一枚の絵との邂逅
ここのところ、いつになく(?)アウトドアな日々を過ごしており、その反動で、すっかり本から遠ざかっています。
なにか経験を積むたびに思うのは「事実は小説よりも奇なり」という言葉。
物語の疑似体験よりも、どうしたって、自分の実体験の方が大きく響くものです。

そろそろ秋も近づいてきたし、読書を再開したいところですが、本だけでなく、ちらほらとやりそびれてしまったことがあることに、気がつき始めています。
たとえば、行こうと思っていながら終わってしまった美術展とか。
チケットを発見して、(あー、行くつもりだったのに!)と残念に思うことがしばしばです。

行きそびれてしまった何枚ものチケットの中で、一番「あ”−!」だったのが、これ。
アンリ・ル・シダネル展です。(セイロンティーは、たまたまそばにあったお土産で、特に意味ナシです)
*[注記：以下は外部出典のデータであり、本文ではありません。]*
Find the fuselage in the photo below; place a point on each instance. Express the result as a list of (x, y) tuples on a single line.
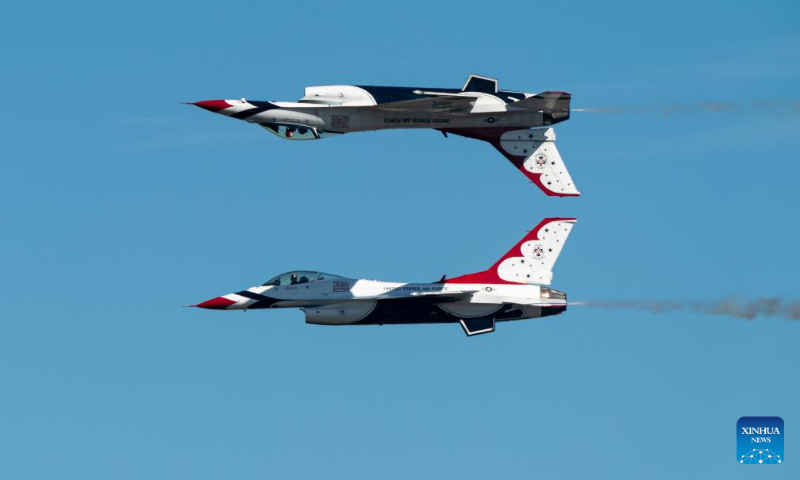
[(332, 300), (337, 109)]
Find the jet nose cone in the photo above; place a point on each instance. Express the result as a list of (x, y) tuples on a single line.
[(219, 303), (213, 105)]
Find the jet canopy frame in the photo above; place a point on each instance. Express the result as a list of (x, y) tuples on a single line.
[(298, 277)]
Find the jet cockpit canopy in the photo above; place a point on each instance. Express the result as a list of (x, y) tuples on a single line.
[(297, 277)]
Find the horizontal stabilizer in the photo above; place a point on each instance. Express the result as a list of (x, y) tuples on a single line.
[(477, 326)]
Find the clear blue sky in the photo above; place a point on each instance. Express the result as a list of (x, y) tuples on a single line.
[(118, 206)]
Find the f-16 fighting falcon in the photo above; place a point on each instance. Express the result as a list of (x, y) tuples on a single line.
[(504, 118), (514, 288)]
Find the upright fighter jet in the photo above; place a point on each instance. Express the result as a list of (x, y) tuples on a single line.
[(514, 288), (504, 118)]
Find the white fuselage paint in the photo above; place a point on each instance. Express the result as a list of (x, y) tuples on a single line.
[(347, 301)]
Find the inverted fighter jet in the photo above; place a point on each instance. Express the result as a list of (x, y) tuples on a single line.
[(504, 118), (514, 288)]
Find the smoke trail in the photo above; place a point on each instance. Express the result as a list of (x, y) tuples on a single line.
[(736, 307), (766, 107)]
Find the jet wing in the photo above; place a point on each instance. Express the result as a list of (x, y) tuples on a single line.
[(438, 103)]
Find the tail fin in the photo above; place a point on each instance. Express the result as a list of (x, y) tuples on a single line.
[(554, 105), (535, 154), (477, 83), (531, 260)]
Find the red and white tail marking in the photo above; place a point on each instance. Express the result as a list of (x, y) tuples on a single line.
[(531, 260)]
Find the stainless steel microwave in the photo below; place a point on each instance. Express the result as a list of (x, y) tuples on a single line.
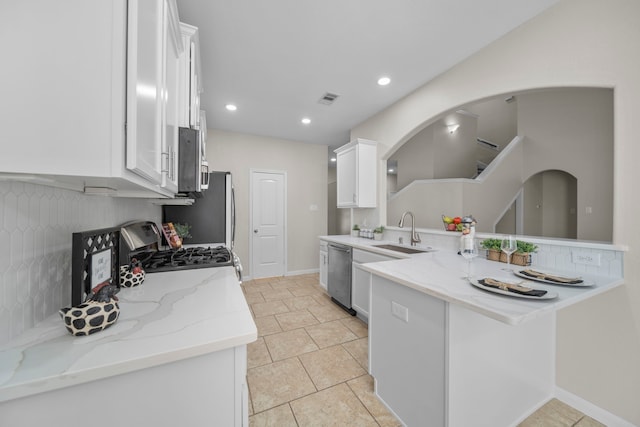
[(193, 169)]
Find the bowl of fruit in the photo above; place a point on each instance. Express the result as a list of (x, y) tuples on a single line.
[(452, 223)]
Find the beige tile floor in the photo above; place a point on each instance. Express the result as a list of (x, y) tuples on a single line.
[(309, 364)]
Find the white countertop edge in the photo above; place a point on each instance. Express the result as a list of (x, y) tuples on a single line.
[(548, 306), (587, 244), (97, 373)]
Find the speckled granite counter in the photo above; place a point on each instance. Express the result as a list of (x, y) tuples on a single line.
[(172, 316)]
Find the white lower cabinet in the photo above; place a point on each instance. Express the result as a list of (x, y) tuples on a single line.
[(324, 263), (361, 281), (206, 390), (407, 352), (440, 364)]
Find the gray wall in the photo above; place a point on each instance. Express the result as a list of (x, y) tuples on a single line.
[(572, 130), (306, 167), (575, 43)]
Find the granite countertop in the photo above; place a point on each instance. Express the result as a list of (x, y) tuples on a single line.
[(170, 317), (441, 273)]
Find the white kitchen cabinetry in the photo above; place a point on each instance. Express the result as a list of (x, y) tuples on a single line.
[(324, 263), (439, 361), (356, 174), (407, 356), (190, 78), (93, 112), (206, 390), (171, 125), (361, 281)]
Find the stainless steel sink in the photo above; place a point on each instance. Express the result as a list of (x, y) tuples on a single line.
[(403, 249)]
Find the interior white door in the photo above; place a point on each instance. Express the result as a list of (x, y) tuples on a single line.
[(268, 224)]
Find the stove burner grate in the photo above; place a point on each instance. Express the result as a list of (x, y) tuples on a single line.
[(185, 258)]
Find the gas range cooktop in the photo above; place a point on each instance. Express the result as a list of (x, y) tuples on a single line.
[(185, 259)]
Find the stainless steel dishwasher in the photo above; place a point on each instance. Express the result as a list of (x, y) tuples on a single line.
[(339, 277)]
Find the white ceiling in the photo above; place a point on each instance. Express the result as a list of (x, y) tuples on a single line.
[(275, 59)]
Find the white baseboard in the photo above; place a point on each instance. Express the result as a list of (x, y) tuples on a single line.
[(299, 272), (588, 408)]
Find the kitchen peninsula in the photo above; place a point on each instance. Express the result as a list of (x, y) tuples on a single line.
[(176, 356), (443, 350)]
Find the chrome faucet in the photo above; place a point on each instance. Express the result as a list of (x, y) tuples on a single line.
[(415, 237)]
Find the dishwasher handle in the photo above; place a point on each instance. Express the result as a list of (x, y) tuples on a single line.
[(346, 249)]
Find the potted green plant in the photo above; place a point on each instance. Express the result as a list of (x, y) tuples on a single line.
[(377, 232), (522, 255)]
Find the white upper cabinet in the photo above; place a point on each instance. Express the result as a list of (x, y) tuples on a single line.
[(356, 174), (190, 78), (145, 63), (171, 98), (88, 104)]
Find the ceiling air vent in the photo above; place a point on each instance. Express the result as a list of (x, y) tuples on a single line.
[(328, 98), (488, 144)]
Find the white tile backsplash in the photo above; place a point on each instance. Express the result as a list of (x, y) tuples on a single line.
[(36, 225), (554, 255)]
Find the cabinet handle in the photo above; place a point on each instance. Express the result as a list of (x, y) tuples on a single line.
[(164, 163)]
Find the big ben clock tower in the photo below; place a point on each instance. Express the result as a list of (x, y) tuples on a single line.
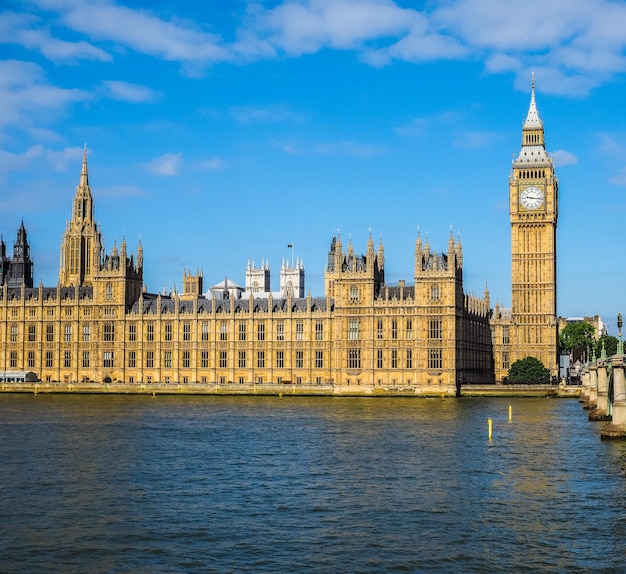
[(533, 208)]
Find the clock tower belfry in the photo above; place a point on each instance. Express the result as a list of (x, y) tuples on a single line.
[(533, 209)]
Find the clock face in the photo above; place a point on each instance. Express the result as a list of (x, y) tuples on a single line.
[(531, 197)]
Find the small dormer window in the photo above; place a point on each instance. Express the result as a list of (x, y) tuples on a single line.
[(354, 294), (434, 293)]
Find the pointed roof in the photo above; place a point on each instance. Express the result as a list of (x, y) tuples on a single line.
[(84, 177), (533, 121)]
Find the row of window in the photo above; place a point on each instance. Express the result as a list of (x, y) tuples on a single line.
[(353, 360), (354, 331)]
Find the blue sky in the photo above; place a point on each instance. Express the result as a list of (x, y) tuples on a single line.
[(221, 131)]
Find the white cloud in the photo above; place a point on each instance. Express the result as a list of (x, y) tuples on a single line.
[(420, 126), (474, 139), (139, 30), (349, 148), (27, 99), (58, 160), (128, 92), (212, 164), (305, 27), (562, 157), (271, 113), (166, 165), (25, 30)]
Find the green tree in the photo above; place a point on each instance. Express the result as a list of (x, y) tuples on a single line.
[(529, 371), (610, 344), (577, 339)]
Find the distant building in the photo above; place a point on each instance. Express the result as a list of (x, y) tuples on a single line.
[(530, 327), (17, 270), (100, 323)]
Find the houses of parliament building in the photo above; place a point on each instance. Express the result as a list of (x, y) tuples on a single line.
[(100, 323)]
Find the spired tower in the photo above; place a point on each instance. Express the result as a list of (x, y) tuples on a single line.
[(81, 250), (21, 266), (533, 194)]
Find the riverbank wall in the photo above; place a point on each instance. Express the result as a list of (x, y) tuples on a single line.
[(283, 390)]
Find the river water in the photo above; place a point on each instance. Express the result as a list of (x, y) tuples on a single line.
[(240, 484)]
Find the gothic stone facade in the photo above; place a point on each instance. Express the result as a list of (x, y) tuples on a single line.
[(100, 324)]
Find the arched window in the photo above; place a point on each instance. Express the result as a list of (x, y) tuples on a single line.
[(434, 293)]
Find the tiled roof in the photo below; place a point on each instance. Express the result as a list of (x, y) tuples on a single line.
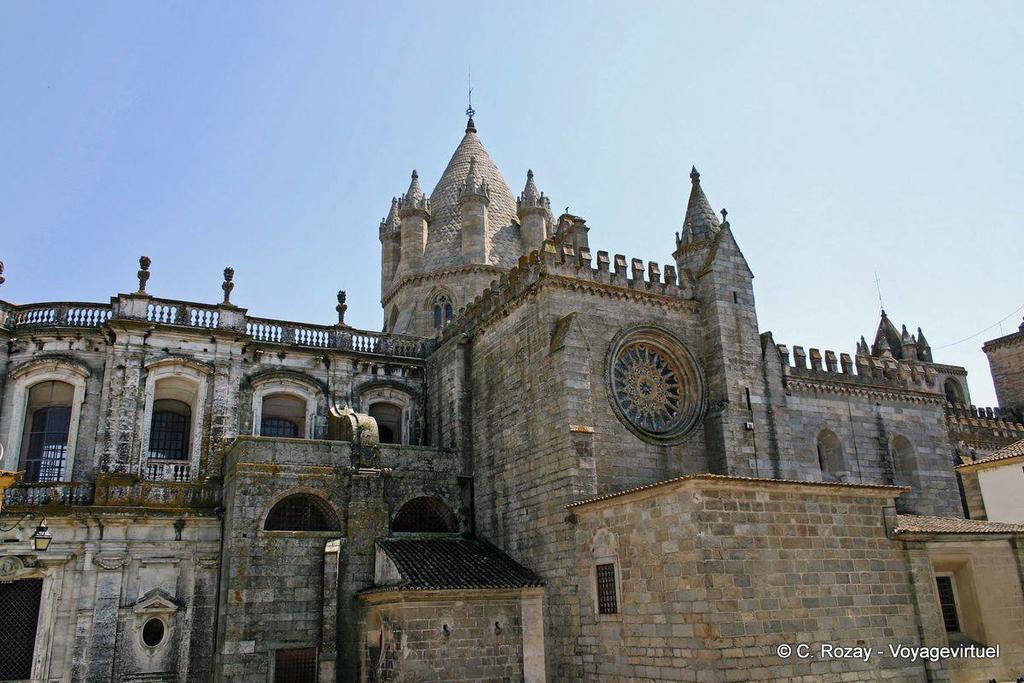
[(928, 524), (443, 240), (726, 477), (454, 563), (1015, 450)]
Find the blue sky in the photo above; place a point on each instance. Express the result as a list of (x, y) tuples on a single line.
[(845, 138)]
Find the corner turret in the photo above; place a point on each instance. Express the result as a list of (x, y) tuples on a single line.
[(414, 211), (534, 210)]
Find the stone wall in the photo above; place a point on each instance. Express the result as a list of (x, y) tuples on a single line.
[(406, 640), (1006, 358), (716, 573)]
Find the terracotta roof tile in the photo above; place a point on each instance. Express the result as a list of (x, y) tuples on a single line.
[(1015, 450), (927, 524)]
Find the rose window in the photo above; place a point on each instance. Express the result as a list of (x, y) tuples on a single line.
[(656, 388)]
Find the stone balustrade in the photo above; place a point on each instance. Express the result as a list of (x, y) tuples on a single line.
[(207, 316), (52, 494)]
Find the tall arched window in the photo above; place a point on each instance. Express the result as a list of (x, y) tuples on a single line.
[(388, 417), (301, 512), (47, 421), (903, 460), (283, 415), (442, 311), (829, 455), (952, 390), (171, 421), (169, 429), (425, 514)]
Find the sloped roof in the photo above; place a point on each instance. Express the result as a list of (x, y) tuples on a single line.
[(906, 524), (1015, 450), (454, 563), (443, 242)]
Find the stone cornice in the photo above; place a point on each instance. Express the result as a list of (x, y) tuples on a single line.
[(885, 393), (438, 274)]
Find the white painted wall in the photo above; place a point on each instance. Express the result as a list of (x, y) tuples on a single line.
[(1003, 491)]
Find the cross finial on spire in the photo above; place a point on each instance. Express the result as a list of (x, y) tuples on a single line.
[(470, 126)]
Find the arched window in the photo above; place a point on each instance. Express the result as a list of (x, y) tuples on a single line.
[(171, 421), (388, 417), (47, 422), (829, 455), (903, 460), (301, 512), (425, 514), (283, 415), (169, 429), (952, 390), (442, 311)]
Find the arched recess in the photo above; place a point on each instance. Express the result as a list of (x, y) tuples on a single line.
[(301, 512), (830, 457), (169, 383), (425, 514), (28, 375), (392, 406), (953, 391), (278, 387), (441, 304), (904, 461)]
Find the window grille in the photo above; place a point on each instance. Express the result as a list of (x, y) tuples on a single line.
[(425, 514), (947, 602), (295, 666), (169, 430), (17, 628), (47, 443), (279, 427), (301, 513), (607, 602)]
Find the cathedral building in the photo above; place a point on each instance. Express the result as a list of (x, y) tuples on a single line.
[(553, 464)]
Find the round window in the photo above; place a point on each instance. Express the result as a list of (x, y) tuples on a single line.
[(153, 632), (654, 384)]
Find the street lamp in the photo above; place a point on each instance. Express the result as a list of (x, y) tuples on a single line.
[(41, 538)]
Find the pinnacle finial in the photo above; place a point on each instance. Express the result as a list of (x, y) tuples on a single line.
[(143, 272), (228, 285)]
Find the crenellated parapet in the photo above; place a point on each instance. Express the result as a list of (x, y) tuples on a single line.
[(561, 264), (813, 369)]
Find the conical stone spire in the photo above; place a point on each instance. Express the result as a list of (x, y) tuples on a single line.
[(700, 220)]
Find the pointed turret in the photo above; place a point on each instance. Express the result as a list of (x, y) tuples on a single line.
[(473, 200), (414, 211), (908, 345), (390, 236), (924, 348), (534, 210), (700, 221), (887, 338)]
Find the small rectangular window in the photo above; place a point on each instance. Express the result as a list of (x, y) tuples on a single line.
[(607, 602), (947, 602), (295, 666)]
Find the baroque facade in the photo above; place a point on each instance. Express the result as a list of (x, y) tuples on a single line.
[(552, 464)]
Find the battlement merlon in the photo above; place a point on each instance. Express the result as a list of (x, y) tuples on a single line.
[(562, 263), (862, 369)]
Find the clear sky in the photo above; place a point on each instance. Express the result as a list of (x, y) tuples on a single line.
[(845, 138)]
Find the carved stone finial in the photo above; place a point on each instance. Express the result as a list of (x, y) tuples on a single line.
[(143, 272), (341, 307), (228, 285)]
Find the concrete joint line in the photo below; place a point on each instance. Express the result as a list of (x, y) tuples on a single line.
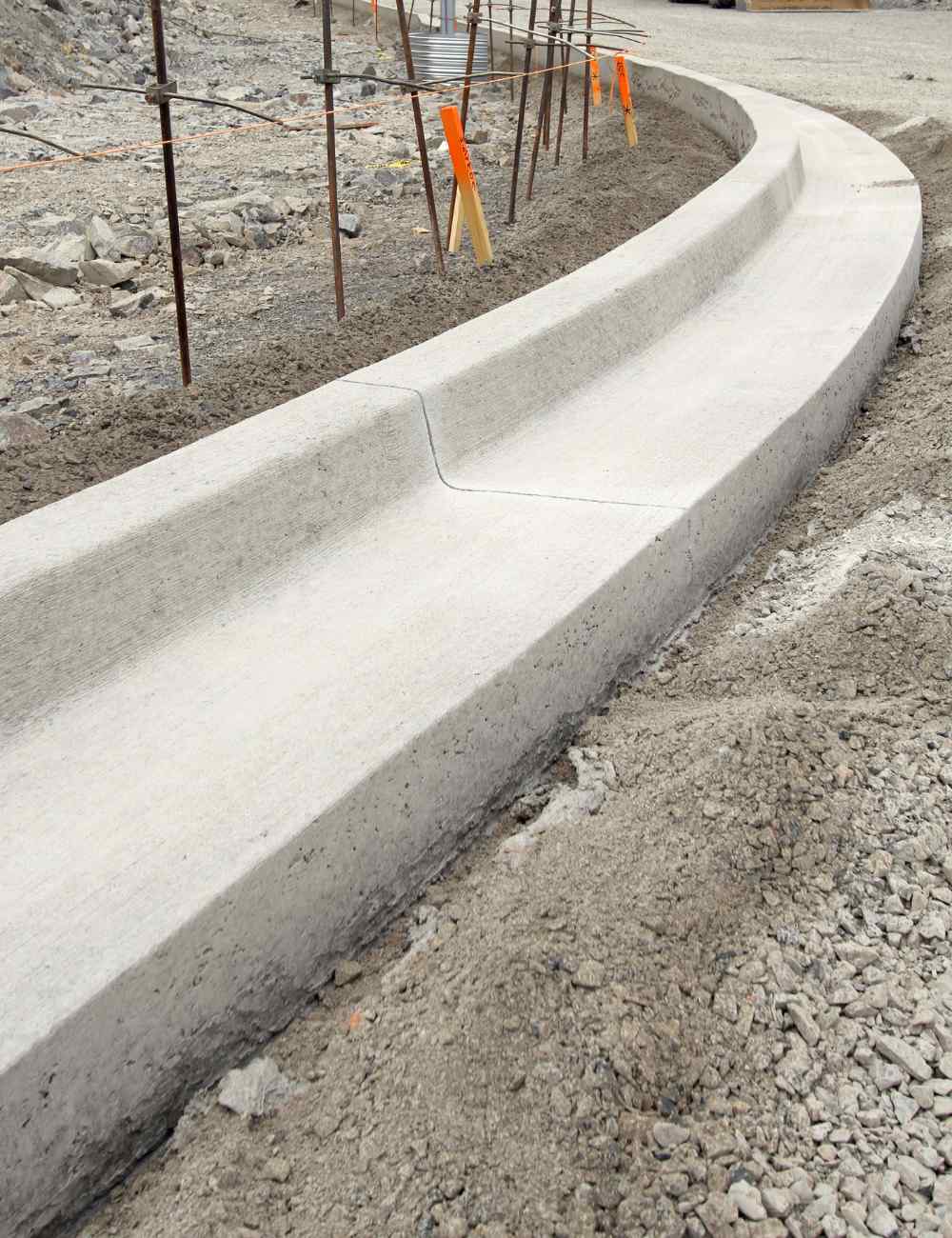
[(479, 489), (258, 691)]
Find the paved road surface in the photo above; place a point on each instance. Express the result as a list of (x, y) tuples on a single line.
[(853, 60)]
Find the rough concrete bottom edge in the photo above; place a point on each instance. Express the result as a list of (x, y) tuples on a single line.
[(709, 543)]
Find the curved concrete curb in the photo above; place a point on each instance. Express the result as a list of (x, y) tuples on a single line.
[(256, 691)]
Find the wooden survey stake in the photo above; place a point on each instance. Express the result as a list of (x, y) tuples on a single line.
[(468, 193), (596, 77), (625, 95)]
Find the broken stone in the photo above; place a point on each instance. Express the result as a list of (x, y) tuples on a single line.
[(102, 238), (70, 250), (256, 1089), (134, 343), (106, 273), (50, 296), (667, 1134), (748, 1201), (898, 1051), (19, 429), (589, 974), (124, 305), (62, 275), (347, 972), (10, 290), (135, 243), (277, 1168), (58, 298)]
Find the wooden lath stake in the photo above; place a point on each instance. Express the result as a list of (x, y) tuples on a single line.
[(468, 196)]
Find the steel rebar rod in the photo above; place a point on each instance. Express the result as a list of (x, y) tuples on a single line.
[(473, 21), (522, 120), (421, 137), (332, 161), (169, 164), (544, 102), (564, 102), (587, 102)]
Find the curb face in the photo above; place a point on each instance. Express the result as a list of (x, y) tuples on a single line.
[(256, 691)]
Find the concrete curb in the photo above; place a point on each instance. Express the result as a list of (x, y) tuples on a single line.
[(255, 692)]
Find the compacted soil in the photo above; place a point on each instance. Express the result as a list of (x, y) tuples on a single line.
[(99, 378), (697, 979)]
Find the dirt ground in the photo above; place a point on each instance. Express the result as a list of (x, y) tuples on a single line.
[(263, 323), (696, 981)]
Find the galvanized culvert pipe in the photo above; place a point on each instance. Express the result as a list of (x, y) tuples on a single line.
[(444, 54)]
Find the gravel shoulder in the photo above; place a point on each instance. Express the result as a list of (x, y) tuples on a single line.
[(696, 981)]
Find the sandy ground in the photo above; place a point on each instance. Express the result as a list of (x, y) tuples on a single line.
[(262, 320), (696, 981), (894, 60)]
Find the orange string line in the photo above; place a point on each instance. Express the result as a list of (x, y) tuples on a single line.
[(287, 123)]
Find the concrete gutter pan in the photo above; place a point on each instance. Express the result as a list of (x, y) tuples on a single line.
[(255, 692)]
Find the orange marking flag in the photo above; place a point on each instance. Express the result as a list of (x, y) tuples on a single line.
[(468, 193), (625, 94), (596, 78)]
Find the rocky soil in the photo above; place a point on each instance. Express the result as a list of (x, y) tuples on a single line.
[(89, 380), (697, 981)]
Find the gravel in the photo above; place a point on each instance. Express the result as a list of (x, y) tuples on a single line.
[(259, 284), (717, 1003)]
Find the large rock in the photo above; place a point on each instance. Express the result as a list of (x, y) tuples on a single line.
[(10, 290), (106, 273), (49, 269), (103, 239), (20, 429), (69, 249), (135, 242), (48, 293), (256, 1089), (348, 224), (124, 305)]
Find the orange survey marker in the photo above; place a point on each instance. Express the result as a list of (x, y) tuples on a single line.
[(625, 94), (596, 77), (468, 194)]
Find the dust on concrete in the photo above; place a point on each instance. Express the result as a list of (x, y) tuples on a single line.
[(717, 1003)]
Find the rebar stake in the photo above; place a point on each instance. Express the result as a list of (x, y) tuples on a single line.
[(522, 122), (421, 137), (588, 82), (169, 164), (545, 98), (465, 103), (328, 78), (564, 104)]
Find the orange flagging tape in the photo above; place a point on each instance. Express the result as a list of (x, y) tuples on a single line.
[(596, 78), (468, 193), (625, 94), (289, 123)]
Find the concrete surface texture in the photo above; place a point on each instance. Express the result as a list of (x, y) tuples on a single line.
[(256, 691)]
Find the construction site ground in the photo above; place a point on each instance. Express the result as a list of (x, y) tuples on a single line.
[(99, 378), (696, 981)]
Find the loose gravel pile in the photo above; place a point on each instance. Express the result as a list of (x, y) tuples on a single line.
[(699, 979), (89, 378)]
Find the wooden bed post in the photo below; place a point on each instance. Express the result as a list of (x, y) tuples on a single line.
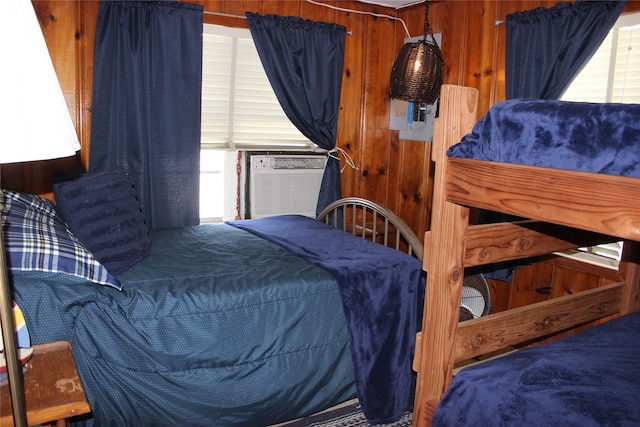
[(631, 270), (443, 259)]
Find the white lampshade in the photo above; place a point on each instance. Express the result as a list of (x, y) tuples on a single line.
[(34, 125), (34, 119)]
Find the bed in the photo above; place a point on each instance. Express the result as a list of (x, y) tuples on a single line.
[(588, 378), (243, 323)]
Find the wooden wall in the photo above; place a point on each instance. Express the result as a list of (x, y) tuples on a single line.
[(391, 171)]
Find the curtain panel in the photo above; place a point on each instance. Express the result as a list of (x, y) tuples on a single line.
[(547, 48), (146, 104), (303, 61)]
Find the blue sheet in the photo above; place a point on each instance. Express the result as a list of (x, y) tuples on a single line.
[(591, 378), (587, 137), (215, 327), (379, 288)]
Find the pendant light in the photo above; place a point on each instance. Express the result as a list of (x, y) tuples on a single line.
[(418, 71)]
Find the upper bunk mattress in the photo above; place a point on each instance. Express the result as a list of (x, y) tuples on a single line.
[(587, 137)]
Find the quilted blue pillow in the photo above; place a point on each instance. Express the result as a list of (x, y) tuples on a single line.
[(103, 213), (36, 238)]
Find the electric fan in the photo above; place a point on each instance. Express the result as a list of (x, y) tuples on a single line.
[(476, 299)]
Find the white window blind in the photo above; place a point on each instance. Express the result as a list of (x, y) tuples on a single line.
[(612, 75), (239, 109)]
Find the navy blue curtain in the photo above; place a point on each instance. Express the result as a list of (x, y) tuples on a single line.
[(146, 104), (546, 48), (303, 61)]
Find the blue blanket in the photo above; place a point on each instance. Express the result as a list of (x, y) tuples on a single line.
[(587, 137), (379, 288)]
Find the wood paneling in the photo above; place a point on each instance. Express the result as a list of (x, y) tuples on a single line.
[(392, 171)]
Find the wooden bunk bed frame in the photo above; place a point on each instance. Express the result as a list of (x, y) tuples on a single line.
[(604, 204)]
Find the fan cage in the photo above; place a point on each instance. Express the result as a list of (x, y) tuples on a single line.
[(478, 287)]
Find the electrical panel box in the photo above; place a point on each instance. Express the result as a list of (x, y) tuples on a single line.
[(414, 120)]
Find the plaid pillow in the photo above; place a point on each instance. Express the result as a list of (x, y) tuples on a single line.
[(36, 238)]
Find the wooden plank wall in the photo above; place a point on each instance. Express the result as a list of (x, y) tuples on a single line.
[(391, 171)]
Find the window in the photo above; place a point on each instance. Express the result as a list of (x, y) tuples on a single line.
[(612, 75), (240, 112)]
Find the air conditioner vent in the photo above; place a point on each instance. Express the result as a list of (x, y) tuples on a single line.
[(285, 184)]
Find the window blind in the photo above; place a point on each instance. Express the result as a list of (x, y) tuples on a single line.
[(239, 108), (613, 73)]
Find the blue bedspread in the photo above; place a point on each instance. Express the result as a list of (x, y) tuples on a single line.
[(588, 137), (379, 288), (216, 327), (591, 378)]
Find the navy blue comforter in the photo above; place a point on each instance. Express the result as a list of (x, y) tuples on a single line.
[(587, 137), (591, 378), (220, 327), (379, 288)]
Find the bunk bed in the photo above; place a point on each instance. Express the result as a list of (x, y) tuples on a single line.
[(559, 202), (245, 323)]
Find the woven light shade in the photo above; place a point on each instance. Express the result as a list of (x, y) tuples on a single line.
[(418, 71)]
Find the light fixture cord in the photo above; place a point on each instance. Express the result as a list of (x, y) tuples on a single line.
[(427, 27)]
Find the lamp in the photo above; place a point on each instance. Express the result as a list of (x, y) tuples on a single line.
[(36, 125), (418, 71)]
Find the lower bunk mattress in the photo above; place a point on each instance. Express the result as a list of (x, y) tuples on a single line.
[(591, 378), (244, 333), (220, 326)]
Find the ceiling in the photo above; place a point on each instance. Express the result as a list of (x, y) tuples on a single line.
[(396, 4)]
名前を聞いても、(はい?)とわからない人の方が多いでしょう。
私もわかりませんでした。日本でめての回顧展だそうです。

でも、このチケットを目にした時に、ハッと気付きました。
「これ、大原美術館の所蔵作品ですよね?」

美術に造詣が深い方から頂いた券ですが、その人も「へえ?」とよくわからないようでした。
でも、私ははっきりと確信していました。
なぜかというと、自分がとても気に入った絵だったからです。

大原美術館に行ったのは、高校の修学旅行の時。
たくさんのコレクションに圧倒されましたが、その中でも、この絵とギュスターヴ・モローの「雅歌」が忘れられずに、深く胸に刻まれました。
暗くなりゆく薄暮の静けさを、点描で淡く丁寧に表現した一枚。
モローはほかの作品も好きですが、この絵は、作家の名前もマイナーで結局覚えられず、それからすっかり忘れていたのです。


思い出すものですね〜。
まさしくこの絵は、大原美術館所蔵の『夕暮の小卓〔ヌムール〕』(1921年)という作品でした。

ピチピチのセブンティーンの頃、この絵の前に立って心動かされ、同じグループの友達に「私、この絵が好き」と言ったら、
「あの椅子にDavid Bowieと向かい合わせで座りたいとか、考えてるんでしょ〜、このこのっ」と言われました。
そんな、自分に引き寄せた生々しいこと(?)はまるで考えていませんでしたが、それもいいなと思ったので(ボウイのファン)、
「キャ〜ッ!もう、やだぁ〜っ♪」と照れて小突き合ったことを覚えています。
そんなやりとりまで、鮮明に記憶の底からよみがえってくるなんて。

おそらく私の心のかけらは、ずっとこの絵の中で、椅子に腰かけていたようです。

ちなみに今、同じことを言われたら、「うん!それいいね〜♪」と即答するでしょう。
ああ、あの時の恥じらいはどこに…。

そんなこんなで、実際には展覧会に足を運べなかったものの、このチケット1枚で、十分充実したひとときを満喫することができました。
もうこれからは、チケットは無駄にしないわ〜。
でもそう決心した先から、先週までだった『いのくまさん(猪熊弦一郎展)』チケットを発見して、またうなだれてみたり。
そろそろ、旅行の夏から芸術の秋へと、自分のチャンネルを移していきたいでーす!